The state legislature of neighboring New Jersey got involved back in 2009, when ticketbuyers for a Bruce Springsteen concert were directly rerouted from a malfunctioning Ticketmaster site to TicketsNow during the Saturday morning onsale.

That incident — which has yet to be repeated — raised questions over the alliance between the two companies, a union that would theoretically be strengthened if paperless ticketing expands. Yet the fact remains that the market for such tickets is still quite small, and Ticketmaster claims no intentions of making such ticketing a primary option.

“Nobody is advocating taking our paperless ticketing and rolling it out across all shows and all venues. … If you make the whole house nontransferable, nobody would buy,” Hubbard says, noting that the paperless option hasn’t caused furor “in any community except the scalping community.”

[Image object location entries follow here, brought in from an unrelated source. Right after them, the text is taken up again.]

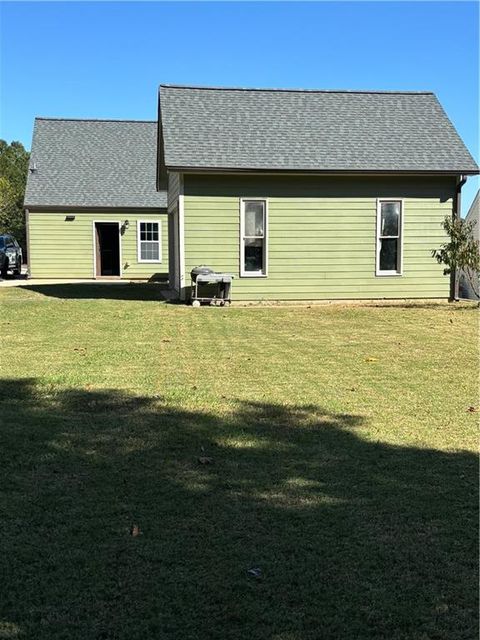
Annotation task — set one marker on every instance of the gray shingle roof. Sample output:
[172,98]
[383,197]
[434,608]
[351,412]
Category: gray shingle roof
[290,130]
[93,163]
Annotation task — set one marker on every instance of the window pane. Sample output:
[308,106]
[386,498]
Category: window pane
[254,218]
[390,214]
[149,251]
[389,255]
[254,254]
[149,232]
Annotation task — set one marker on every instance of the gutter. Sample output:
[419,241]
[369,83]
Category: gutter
[456,214]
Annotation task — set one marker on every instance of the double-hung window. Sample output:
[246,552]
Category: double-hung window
[253,238]
[149,246]
[389,237]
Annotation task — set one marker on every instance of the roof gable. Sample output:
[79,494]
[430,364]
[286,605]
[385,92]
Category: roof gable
[93,163]
[320,131]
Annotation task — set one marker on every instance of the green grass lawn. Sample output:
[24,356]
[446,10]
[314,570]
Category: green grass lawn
[343,466]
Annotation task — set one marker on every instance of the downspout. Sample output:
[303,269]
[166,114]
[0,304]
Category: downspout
[27,238]
[457,207]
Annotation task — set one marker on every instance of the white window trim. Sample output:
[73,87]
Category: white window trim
[397,272]
[159,242]
[264,272]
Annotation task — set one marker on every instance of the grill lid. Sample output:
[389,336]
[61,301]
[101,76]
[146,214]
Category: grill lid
[201,270]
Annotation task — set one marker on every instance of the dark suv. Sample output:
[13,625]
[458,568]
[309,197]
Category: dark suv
[10,255]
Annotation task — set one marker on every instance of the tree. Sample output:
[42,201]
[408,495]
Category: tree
[14,161]
[461,252]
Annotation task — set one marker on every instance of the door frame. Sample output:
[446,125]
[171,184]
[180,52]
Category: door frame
[94,244]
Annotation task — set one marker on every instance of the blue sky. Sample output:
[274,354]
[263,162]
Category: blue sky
[105,60]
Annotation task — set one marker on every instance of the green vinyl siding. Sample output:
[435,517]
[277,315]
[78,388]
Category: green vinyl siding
[321,234]
[64,249]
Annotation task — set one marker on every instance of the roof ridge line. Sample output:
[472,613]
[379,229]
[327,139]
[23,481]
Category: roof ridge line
[279,90]
[93,119]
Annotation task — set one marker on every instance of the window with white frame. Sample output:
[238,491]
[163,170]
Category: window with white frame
[253,238]
[389,237]
[149,246]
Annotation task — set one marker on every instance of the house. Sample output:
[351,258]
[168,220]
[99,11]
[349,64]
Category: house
[302,195]
[92,207]
[465,287]
[309,195]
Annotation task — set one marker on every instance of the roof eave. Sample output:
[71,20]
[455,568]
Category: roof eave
[342,172]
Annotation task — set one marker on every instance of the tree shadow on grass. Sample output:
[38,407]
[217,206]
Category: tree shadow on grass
[355,539]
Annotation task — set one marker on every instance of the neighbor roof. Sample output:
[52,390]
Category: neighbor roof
[302,130]
[93,163]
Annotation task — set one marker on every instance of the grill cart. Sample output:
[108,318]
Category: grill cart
[217,285]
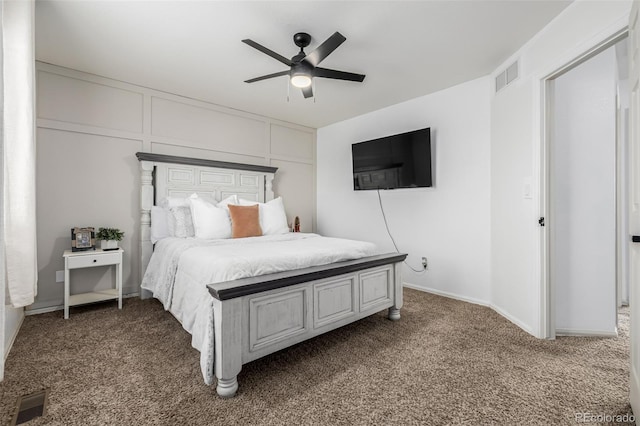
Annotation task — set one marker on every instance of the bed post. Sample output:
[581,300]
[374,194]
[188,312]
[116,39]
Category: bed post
[227,324]
[146,201]
[394,311]
[268,187]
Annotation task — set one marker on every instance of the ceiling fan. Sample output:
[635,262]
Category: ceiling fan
[303,67]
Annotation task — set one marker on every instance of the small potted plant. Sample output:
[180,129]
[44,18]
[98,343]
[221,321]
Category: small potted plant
[109,238]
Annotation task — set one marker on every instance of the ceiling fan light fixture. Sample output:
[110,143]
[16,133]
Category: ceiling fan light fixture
[301,80]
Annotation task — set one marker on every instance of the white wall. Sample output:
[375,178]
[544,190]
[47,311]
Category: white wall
[448,223]
[89,129]
[583,197]
[516,132]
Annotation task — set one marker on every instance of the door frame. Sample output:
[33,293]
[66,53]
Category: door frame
[547,328]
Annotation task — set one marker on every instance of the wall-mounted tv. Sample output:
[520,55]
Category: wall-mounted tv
[398,161]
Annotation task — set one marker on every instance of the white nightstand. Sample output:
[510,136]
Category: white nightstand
[89,259]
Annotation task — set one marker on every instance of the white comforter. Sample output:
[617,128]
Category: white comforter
[180,269]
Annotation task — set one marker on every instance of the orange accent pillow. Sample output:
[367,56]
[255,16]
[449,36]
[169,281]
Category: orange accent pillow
[245,221]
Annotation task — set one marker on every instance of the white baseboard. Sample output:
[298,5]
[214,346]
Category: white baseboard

Potter notes that the paperless ticketing fight is also part of a larger campaign for transparency in the number of tickets that are available to the general public at a given event. “We don’t think that a lot of tickets are made available at the onsale itself,” Elias says.

Oftentimes, consumers have no idea how many tickets are actually up for sale, and how many are withheld for fan clubs, certain credit card holders, venues or even the artists themselves, who may turn around and sell the tickets at a markup.

The existence of the latter practice was long something of an open secret in the industry, but it was finally confirmed in June when a leaked tour rider from pop star Katy Perry’s management specified that a certain number of tickets be set aside for sale on the secondary market. In that case, the vendor named in the rider was StubHub.